Updated: Jun 22, 2022

Ministry of Finance in the UAE has announced that it will introduce federal Corporate Tax (CT) on the net profits of businesses. Based on initial schedule, the tax will become applicable on 1 July 2023 and applied across all the emirates.

Corporate tax is a form of direct tax levied on the net income or profit of corporations and other entities from their business. Main aim of the CT is to reaffirm UAEs commitment to meeting international standards for tax transparency and preventing harmful tax practices.
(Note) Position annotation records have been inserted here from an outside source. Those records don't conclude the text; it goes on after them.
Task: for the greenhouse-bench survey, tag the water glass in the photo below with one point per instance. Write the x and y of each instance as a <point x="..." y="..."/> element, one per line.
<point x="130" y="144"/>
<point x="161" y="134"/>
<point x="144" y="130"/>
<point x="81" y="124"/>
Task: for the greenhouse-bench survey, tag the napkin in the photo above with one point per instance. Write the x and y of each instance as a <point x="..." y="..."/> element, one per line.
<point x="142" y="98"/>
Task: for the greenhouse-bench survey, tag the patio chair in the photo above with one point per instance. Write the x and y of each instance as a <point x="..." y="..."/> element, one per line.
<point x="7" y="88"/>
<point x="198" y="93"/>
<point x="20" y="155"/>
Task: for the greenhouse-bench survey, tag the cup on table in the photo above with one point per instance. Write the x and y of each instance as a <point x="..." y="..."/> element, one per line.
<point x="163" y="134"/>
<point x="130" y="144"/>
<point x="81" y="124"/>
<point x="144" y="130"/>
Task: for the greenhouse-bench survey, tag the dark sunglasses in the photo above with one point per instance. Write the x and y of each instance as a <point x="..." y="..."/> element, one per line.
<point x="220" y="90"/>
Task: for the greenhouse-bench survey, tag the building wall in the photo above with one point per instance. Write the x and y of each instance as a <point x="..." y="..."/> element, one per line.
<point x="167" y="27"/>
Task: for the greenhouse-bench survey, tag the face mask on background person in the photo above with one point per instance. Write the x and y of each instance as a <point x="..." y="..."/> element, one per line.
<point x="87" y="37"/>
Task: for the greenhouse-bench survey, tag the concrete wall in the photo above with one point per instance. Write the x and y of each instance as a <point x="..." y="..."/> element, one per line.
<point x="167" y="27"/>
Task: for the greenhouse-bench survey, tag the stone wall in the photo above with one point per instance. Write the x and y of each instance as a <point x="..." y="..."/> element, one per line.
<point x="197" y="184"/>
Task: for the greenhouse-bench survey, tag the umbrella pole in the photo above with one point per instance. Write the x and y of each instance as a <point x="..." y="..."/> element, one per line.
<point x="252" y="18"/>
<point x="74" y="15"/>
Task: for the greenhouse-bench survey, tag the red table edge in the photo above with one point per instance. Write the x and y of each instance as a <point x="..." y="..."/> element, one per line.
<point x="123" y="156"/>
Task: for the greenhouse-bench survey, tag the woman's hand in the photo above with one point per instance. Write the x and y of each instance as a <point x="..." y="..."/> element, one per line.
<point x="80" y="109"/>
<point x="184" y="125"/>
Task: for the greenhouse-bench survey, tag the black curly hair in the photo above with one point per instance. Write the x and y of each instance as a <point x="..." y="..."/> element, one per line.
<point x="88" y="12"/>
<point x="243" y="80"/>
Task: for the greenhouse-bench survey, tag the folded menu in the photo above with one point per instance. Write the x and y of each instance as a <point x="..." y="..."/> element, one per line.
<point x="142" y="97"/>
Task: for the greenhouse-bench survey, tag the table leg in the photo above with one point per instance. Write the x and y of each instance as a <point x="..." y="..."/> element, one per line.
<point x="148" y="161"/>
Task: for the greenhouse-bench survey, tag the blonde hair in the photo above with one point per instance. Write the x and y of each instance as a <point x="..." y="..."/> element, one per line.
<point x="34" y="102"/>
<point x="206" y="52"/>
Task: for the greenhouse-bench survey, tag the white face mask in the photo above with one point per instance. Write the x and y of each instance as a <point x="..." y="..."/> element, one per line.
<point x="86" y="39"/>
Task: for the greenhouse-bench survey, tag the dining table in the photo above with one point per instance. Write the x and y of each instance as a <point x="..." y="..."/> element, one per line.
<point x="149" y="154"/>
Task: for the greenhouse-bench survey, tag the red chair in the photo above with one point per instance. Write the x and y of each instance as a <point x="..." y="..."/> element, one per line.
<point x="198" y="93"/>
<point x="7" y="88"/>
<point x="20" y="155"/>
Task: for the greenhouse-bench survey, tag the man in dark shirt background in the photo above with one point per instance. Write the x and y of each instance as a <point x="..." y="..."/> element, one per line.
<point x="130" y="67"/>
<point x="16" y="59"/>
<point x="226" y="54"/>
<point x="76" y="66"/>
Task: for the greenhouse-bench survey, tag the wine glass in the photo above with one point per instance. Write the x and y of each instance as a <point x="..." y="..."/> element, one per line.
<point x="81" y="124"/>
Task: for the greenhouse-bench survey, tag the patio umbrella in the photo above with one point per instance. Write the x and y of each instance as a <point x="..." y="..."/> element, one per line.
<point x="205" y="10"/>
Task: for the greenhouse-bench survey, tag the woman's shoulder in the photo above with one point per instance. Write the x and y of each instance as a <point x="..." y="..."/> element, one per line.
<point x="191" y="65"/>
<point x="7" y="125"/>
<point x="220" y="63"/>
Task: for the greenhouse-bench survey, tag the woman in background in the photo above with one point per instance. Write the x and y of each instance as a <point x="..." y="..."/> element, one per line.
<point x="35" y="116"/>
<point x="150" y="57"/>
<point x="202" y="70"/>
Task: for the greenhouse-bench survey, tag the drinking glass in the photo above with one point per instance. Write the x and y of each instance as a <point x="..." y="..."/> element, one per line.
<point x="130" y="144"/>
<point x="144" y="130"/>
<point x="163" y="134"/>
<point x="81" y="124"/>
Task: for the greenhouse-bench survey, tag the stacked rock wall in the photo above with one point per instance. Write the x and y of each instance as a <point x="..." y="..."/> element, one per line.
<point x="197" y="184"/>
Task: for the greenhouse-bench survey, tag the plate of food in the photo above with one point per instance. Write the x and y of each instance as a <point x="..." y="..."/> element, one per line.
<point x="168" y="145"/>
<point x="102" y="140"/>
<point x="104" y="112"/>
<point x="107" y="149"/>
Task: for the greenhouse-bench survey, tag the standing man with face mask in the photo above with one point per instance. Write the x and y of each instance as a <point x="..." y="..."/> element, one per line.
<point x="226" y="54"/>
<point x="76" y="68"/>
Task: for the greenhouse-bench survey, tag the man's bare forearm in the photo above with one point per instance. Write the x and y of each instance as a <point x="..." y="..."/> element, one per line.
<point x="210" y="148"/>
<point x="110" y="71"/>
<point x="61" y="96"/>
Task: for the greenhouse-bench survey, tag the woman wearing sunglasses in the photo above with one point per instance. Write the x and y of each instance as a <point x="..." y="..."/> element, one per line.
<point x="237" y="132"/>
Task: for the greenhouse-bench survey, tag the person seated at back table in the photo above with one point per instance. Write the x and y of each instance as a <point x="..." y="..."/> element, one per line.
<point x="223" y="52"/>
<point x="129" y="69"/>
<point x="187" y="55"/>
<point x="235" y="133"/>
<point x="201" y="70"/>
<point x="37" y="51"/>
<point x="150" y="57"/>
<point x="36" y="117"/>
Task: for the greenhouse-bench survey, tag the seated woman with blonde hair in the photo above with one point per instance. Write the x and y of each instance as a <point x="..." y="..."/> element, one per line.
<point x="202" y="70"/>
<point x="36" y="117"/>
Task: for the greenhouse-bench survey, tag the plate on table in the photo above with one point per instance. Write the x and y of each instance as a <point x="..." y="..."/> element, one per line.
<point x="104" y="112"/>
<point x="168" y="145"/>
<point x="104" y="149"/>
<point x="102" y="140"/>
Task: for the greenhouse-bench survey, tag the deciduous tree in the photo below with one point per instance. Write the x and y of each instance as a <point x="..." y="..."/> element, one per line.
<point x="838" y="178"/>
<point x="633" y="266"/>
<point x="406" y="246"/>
In addition, the CT accelerates UAEs development and transformation to achieve its strategic targets.

The CT will apply to all businesses and individuals conducting business activities under a commercial license in the UAE, free zone businesses, foreign entities, and individuals only if they conduct a trade or business in the UAE in an ongoing or regular manner, banking operation and businesses engaged in real estate management, construction, development, agency, and brokerage activities.

Exemptions from CT apply only to the businesses engaged in the extraction of natural resources, dividends and capital gains earned by a UAE business from its qualifying shareholdings will be exempt from CT, qualifying intra-group transactions and reorganizations will not be subject to CT, provided the necessary conditions are met.

Federal Tax Authority will be responsible for the administration, collection and enforcement of the CT. The rates will be 0 per cent for taxable income up to AED 375,000, 9 per cent for taxable income above AED 375,000 and a different tax rate (not yet specified) for large multinationals that meet specific criteria set with reference to 'Pillar two' of the OECD Base Erosion and Profit Sifting Project.